Since you were so obtuse as not to fill in the missing steps for
yourself, let me fill them in for you.

We had a capability with the Cray-1 that we have lost. That that
capability was easy to supply because of the architecture of the
machine was never lost on me.

Without an architecture like the Cray-1, it is much, much harder, but
it is a long way from impossible to do much, much better than we now
do.

For one thing, a modern desktop will accept problems much larger than
would have a Cray-1. You *still* have to deal with the awkwardness of
cache lines. Why don't some people in HPC like cache (at least as it
is currently realized)? Well, there's one reason. A constant stride
through memory, at one time perfectly straightforward, is now a visit
to the memory controller/prefetch casino, and you *still* have to deal
with cache lines.

Blue Gene, by IBM's documents the last time I looked, could only use
about 512 processors effectively for multidimensional FFT's. That
means that, from the POV of a multidimensional FFT, 63,500 of your
processors are useless. The advice of the Einstein of Cambridge (and
the thousands of unnamed others whom he will call to his witness)
notwithstanding, the reason is not far to find and could have been and
was identified even from the sketchiest of design documents, and it
could have been fixed. Even someone as obtuse as I am can follow that
logic.

Your advice is: if you have my problems and use the kinds of computers
that I use, your remark is stupid. My advice is: we've given up an
important capability, and, rather than trying to fix it, we've
redefined what's important.

Maybe the world has changed so much that an ability to handle "naive"
but multidimensional data structures with great efficiency is no
longer so important. Nick *would* be in a much better position to
comment on that than I would. I know, just like you do, about a
narrow but important class of problems. Well, if physics is narrow.

Robert.

From: Thomas Womack on 4 Jan 2010 11:08

In article <6fd837a7-52fb-40ac-b382-fa4417829549(a)m26g2000yqb.googlegroups.com>,
Robert Myers <rbmyersusa(a)gmail.com> wrote:
>For one thing, a modern desktop will accept problems much larger than
>would have a Cray-1. You *still* have to deal with the awkwardness of
>cache lines. Why don't some people in HPC like cache (at least as it
>is currently realized)? Well, there's one reason. A constant stride
>through memory, at one time perfectly straightforward, is now a visit
>to the memory controller/prefetch casino, and you *still* have to deal
>with cache lines.

How fast are the computation fronts in your jobs, and how big the
kernels? Bit-interleaving the addresses seems to be the standard
trick for dealing with two- and three-dimensional mainly-local jobs in
one-dimensional memories with caches; at least the cache lines now
contain data which is generally used together.
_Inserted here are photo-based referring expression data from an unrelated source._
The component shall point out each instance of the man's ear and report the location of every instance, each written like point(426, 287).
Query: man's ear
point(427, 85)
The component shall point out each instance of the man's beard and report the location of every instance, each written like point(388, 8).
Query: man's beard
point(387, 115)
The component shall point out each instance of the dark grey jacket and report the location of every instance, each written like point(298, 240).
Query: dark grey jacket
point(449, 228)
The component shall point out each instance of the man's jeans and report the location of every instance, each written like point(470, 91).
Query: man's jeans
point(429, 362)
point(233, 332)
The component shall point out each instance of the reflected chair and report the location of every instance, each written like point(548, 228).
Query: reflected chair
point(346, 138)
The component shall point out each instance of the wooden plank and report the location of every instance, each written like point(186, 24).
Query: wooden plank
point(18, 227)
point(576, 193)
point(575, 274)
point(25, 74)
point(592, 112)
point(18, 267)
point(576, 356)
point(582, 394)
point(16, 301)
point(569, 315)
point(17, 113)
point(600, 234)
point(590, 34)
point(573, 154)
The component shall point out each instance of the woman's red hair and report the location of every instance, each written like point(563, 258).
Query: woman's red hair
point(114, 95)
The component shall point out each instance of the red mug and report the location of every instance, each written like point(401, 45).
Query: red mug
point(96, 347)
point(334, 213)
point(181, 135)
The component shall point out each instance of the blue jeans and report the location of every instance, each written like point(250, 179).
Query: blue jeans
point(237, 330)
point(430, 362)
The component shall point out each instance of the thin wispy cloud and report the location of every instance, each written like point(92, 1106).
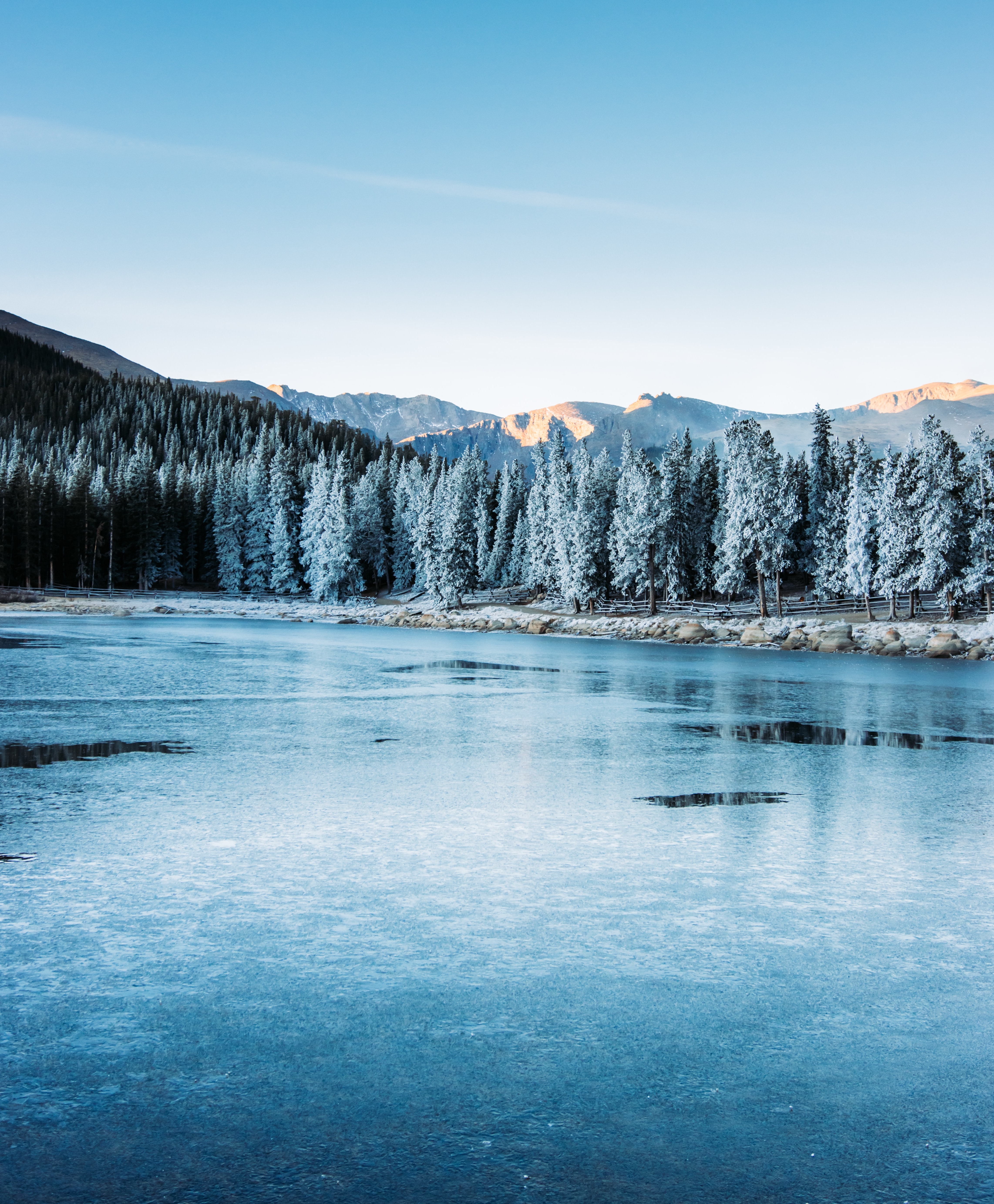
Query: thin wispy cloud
point(31, 134)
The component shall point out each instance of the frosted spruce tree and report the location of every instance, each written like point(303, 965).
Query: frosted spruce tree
point(862, 525)
point(755, 528)
point(676, 552)
point(314, 552)
point(898, 557)
point(705, 503)
point(258, 557)
point(372, 503)
point(540, 575)
point(940, 506)
point(636, 525)
point(403, 528)
point(511, 499)
point(457, 530)
point(560, 513)
point(591, 525)
point(980, 499)
point(284, 522)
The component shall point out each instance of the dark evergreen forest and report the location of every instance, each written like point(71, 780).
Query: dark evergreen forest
point(110, 482)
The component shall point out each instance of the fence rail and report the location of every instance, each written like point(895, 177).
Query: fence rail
point(932, 605)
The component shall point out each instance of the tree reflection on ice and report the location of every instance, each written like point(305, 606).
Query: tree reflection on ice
point(794, 733)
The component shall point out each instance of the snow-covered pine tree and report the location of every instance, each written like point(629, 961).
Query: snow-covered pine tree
point(229, 528)
point(756, 517)
point(560, 515)
point(862, 525)
point(407, 489)
point(258, 557)
point(586, 532)
point(829, 541)
point(511, 499)
point(426, 528)
point(897, 536)
point(284, 522)
point(457, 532)
point(797, 480)
point(636, 524)
point(980, 470)
point(540, 573)
point(345, 573)
point(705, 501)
point(517, 564)
point(781, 510)
point(676, 552)
point(940, 507)
point(370, 516)
point(141, 485)
point(170, 519)
point(314, 553)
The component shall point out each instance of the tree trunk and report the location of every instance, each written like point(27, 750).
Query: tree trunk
point(652, 579)
point(763, 612)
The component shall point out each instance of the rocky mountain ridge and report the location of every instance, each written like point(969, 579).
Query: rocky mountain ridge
point(429, 422)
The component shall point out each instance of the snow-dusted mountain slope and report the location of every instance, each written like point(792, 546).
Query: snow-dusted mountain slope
point(652, 419)
point(381, 413)
point(94, 356)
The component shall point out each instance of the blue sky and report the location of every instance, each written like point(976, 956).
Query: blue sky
point(513, 205)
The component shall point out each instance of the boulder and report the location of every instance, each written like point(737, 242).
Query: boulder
point(837, 641)
point(687, 633)
point(946, 642)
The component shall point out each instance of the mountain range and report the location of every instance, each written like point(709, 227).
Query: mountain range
point(426, 421)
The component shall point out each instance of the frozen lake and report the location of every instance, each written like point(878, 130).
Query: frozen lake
point(369, 914)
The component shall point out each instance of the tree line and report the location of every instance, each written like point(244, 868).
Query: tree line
point(919, 519)
point(115, 482)
point(134, 482)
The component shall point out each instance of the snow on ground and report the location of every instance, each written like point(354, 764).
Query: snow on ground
point(535, 620)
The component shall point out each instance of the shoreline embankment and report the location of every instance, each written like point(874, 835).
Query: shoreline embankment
point(969, 639)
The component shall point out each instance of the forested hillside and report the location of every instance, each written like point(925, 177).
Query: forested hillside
point(114, 482)
point(131, 482)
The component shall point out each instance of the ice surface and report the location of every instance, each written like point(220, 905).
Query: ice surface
point(420, 937)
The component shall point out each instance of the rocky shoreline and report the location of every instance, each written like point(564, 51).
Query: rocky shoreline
point(972, 639)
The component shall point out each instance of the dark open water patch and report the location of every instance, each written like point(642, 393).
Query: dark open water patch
point(472, 665)
point(25, 642)
point(722, 799)
point(794, 733)
point(34, 757)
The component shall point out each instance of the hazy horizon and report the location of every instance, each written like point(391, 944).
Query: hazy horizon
point(763, 209)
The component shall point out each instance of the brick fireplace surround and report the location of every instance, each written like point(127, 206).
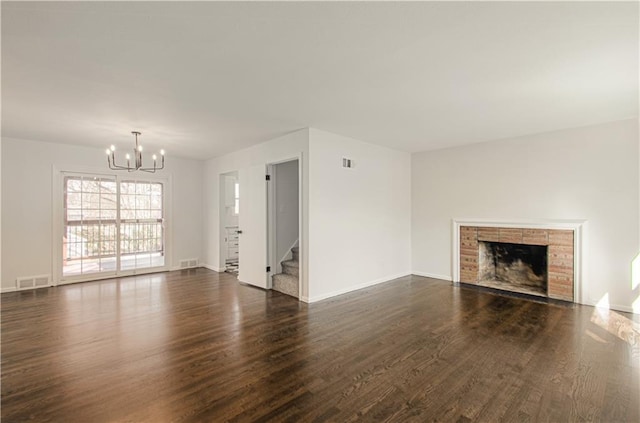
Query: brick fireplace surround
point(560, 261)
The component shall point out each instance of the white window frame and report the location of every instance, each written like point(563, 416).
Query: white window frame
point(58, 225)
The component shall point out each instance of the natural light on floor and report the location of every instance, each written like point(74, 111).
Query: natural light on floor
point(615, 323)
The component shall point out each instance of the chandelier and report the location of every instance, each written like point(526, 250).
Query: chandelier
point(136, 164)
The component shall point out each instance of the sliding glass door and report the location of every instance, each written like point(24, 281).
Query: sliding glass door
point(111, 225)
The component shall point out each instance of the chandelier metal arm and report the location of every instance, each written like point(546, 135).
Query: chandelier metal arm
point(137, 154)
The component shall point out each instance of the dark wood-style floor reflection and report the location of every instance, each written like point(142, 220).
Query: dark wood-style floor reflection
point(197, 346)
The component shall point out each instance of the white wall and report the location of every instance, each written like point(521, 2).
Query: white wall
point(288, 146)
point(27, 203)
point(585, 173)
point(286, 207)
point(359, 218)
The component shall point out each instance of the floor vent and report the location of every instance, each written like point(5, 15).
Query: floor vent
point(31, 282)
point(188, 263)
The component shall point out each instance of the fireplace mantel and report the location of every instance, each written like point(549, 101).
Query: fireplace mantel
point(553, 228)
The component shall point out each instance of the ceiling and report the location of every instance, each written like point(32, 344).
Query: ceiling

I have no idea what the equivalent trick is for jobs that divide space
into non-uniform polygons or polyhedra.

The use-17-instead-of-16 tricks still work, since you can often get
bank clashes inside the L2 cache; I did various benchmarks of
[120..129]x[120..129]x[120..129] FFTs with FFTW, and was initially
slightly surprised to find that 128x128x128 was among the slowest.
As far as I know, FFTW doesn't let you specify the data layout so you
can't tell it to do a 128x128x128 FFT on data stored in the top part
of a 129x129x128 box; I believe an early version of the manual said
that they had often found performance improvements by doing this but
couldn't figure out how to exploit them in a product with a
comprehensible interface.

>Blue Gene, by IBM's documents the last time I looked, could only use
>about 512 processors effectively for multidimensional FFT's. That
>means that, from the POV of a multidimensional FFT, 63,500 of your
>processors are useless.

I would say that it meant you had to do 128 problems at a time, or
does that 512-way FFT eat up the whole of some resource that's
provided per-machine rather than per-rack?

Can you give some idea of how large an FFT you want to do?

>The advice of the Einstein of Cambridge (and the thousands of unnamed
>others whom he will call to his witness) notwithstanding, the reason
>is not far to find and could have been and was identified even from
>the sketchiest of design documents, and it could have been fixed.
>Even someone as obtuse as I am can follow that logic.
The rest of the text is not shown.